Talk:Sam Ruby
![]() | The following Wikipedia contributor may be personally or professionally connected to the subject of this article. Relevant policies and guidelines may include conflict of interest, autobiography, and neutral point of view. |
This is Sam Ruby, and I'm flattered that somebody has taken the time to create this wikipedia entry.
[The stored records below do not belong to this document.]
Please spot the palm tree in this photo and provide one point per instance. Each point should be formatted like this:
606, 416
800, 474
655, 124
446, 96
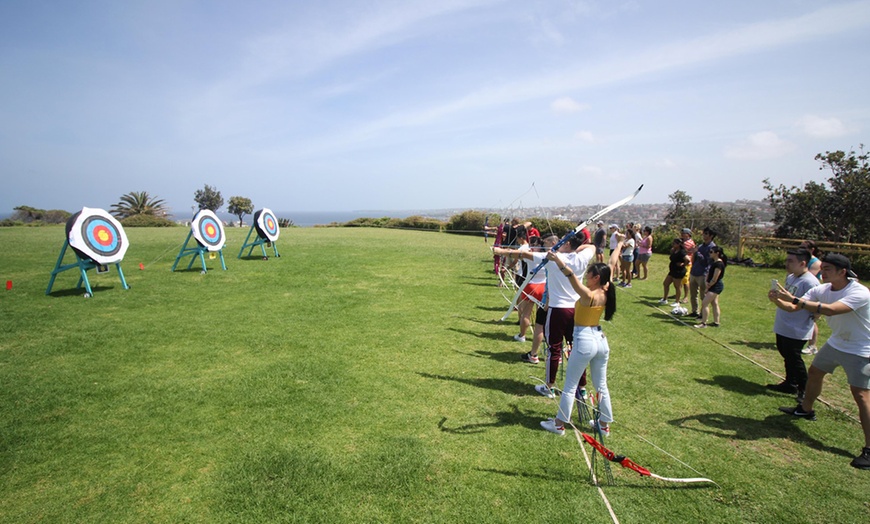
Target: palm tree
138, 203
I'm aware of the controversy surrounding people who edit their own entries, so from time to time, I'll check the discussion page, answer a few questions, and make a few comments.
I see that Ken has partially updated my current positions w.r.t. the ASF. However, I am no longer active in ECMA. Either the ECMA and CLI portions should be struck, or this should be changed to "holds or has held". If the latter, the chairmanship of Jakarta should be restored, release manager for Tomcat 3.1, developer on Axis, and member of the PHP group should be added. In either case, secretary of the IETF AtomPub working group is still current information.
The link to the Atom standard in the prose is broken.
Oh, and the Feed Validator supports RSS 1.1 too.
SamRuby 01:47, 24 February 2006 (UTC)
Okay. I have recently been working on the Atom (standard) article, Tim Bray's bio article, the web feed / web syndication articles (which I am going to merge soon) and I have touched both Rogers Cadenhead and Dave Winer's bios. It seemed that your article was missing from the bunch. While it is cool for you to offer to answer questions, Wikipedia works mostly by stringing together referencable third party sources (and this is the way it should be because if no one felt it was important enough to write down somewhere, then it isn't probably notable enough to get into Wikipedia) -- although there is no issue with you pointing editors towards third party sources we were not aware of. I have referenced a bunch of pages I found on the Apache projects to support the list of current positions. --Ben Houston 04:09, 24 February 2006 (UTC)
Fair enough. A partial list of projects at Apache that I'm involved in can be found here. I'd suggest not bothering to enumerate them. I'd go further and suggest dropping SOAP and XML. The only one that might be worth adding is Gump (which I created), and perhaps Ant.
A non-ASF, and clearly verifiable addition, PHP Group based largely my work on the java extension.